By far the most common Hive question on StackOverflow is how to do argmin and argmax. Usually there’s a lot of other complex thinking wrapped around the problem, but most of the time when someone is having a hard time writing a tricky query, it boils down to them not knowing how to do argmin or argmax.

It’s funny because this is a feature that Hive developers consciously chose not to implement. It would not be hard to simply add these two as “built-in” UDFs. But they haven’t been added because there is a simple, but totally non-obvious work-around, as explained in this JIRA ticket, but summarized more clearly here.

The key is that Hive compares structs by the order of their fields.
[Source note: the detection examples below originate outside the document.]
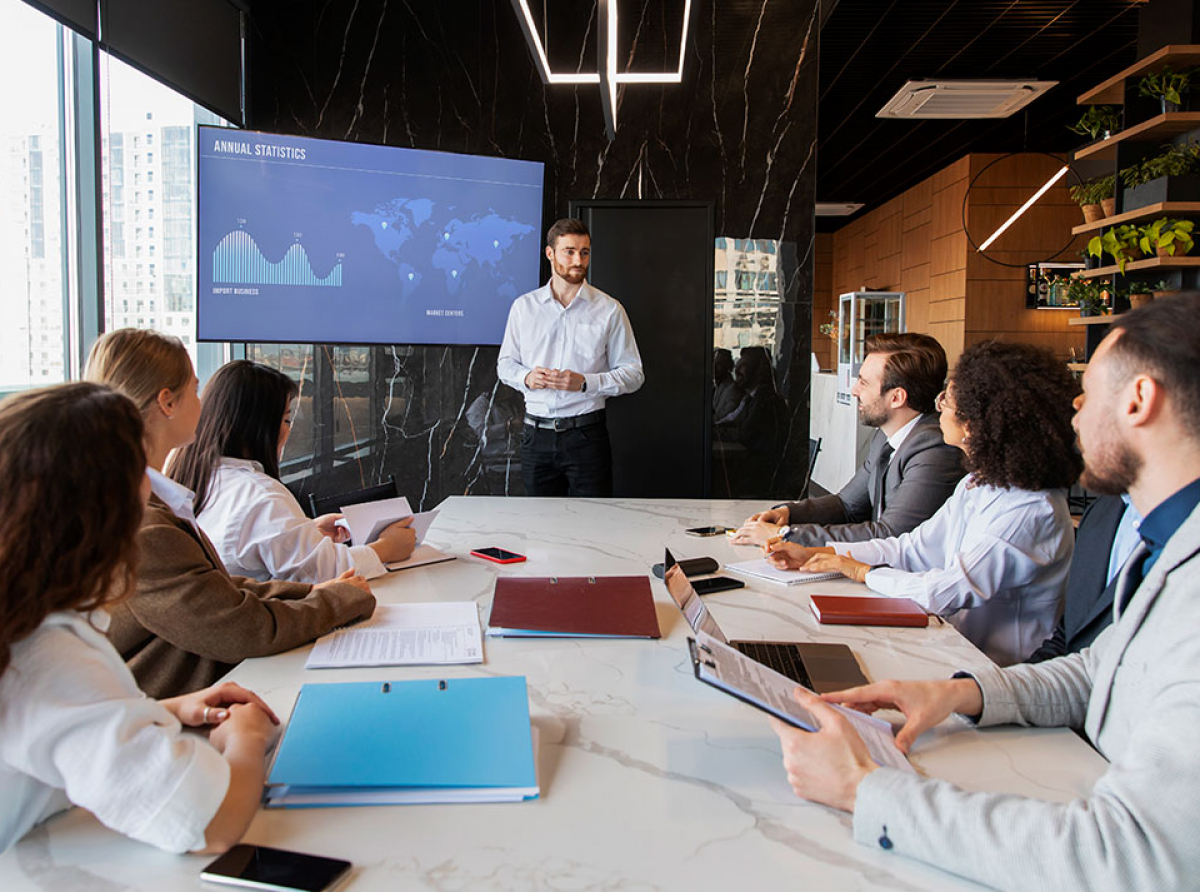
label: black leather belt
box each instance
[526,409,604,431]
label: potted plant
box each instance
[1070,175,1116,223]
[1087,223,1141,275]
[1121,142,1200,210]
[1129,282,1154,310]
[1138,217,1195,257]
[1150,279,1178,300]
[1067,106,1121,142]
[1138,65,1192,114]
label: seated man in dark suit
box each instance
[732,334,964,546]
[1025,496,1140,663]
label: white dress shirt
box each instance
[496,282,646,418]
[0,611,229,852]
[197,457,386,582]
[829,475,1075,666]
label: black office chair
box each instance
[308,474,400,517]
[800,437,821,498]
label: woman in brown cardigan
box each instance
[85,329,376,698]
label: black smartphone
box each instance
[683,527,728,535]
[691,576,746,594]
[200,844,350,892]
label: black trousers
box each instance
[521,421,612,498]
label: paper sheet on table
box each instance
[305,601,484,669]
[342,496,412,545]
[725,557,842,586]
[696,631,916,772]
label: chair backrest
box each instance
[308,474,400,517]
[800,437,821,498]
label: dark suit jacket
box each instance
[787,413,964,546]
[108,496,374,699]
[1025,496,1126,663]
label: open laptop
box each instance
[662,549,866,694]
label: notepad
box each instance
[725,557,842,586]
[305,601,484,669]
[265,676,540,808]
[688,631,916,772]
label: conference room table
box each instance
[0,497,1105,892]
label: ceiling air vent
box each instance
[875,80,1058,119]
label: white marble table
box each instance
[0,498,1104,892]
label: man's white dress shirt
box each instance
[197,457,386,583]
[496,282,646,418]
[828,474,1075,666]
[0,611,229,852]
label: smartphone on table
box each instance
[200,843,350,892]
[683,527,728,537]
[470,547,524,564]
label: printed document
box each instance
[305,601,484,669]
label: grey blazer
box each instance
[781,414,964,546]
[854,508,1200,892]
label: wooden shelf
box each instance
[1070,255,1200,279]
[1075,112,1200,161]
[1072,202,1200,235]
[1075,43,1200,106]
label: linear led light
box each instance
[512,0,691,136]
[979,166,1070,253]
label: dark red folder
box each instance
[810,594,929,625]
[487,576,661,637]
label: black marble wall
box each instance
[248,0,818,508]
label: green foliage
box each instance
[1138,65,1192,104]
[1070,174,1117,208]
[1138,217,1195,257]
[1067,106,1121,139]
[1121,142,1200,188]
[1087,223,1141,275]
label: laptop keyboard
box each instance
[731,641,812,690]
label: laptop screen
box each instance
[662,550,728,643]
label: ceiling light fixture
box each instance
[512,0,691,142]
[979,164,1070,253]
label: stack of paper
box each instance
[265,676,539,808]
[725,557,841,586]
[305,601,484,669]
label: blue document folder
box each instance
[265,676,538,807]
For instance, {a:1,b:2} is less than {a:2,b:1}. So if you want the value of column x that minimizes y, you can do:

min(named_struct('y', y, 'x', x)).x

As an example, let’s say you have a table with three columns: customer_id, store_id, amount_spent. You want to know, for each store, which customer spent the most. The query would be:

select store_id, max(
    named_struct(
        'amount_spent', amount_spent,
        'customer_id', customer_id
    )
).customer_id
from customer_spending
group by store_id

This seems like a good place to use macros, which were added in Hive 0.12, but unfortunately those are strictly-typed, so you’d have to have one for every pair of different types, and they also don’t support UDAFs, only UDFs, so you can’t include “min” or “max” in one. Oh well, maybe macros will get some love in a future release.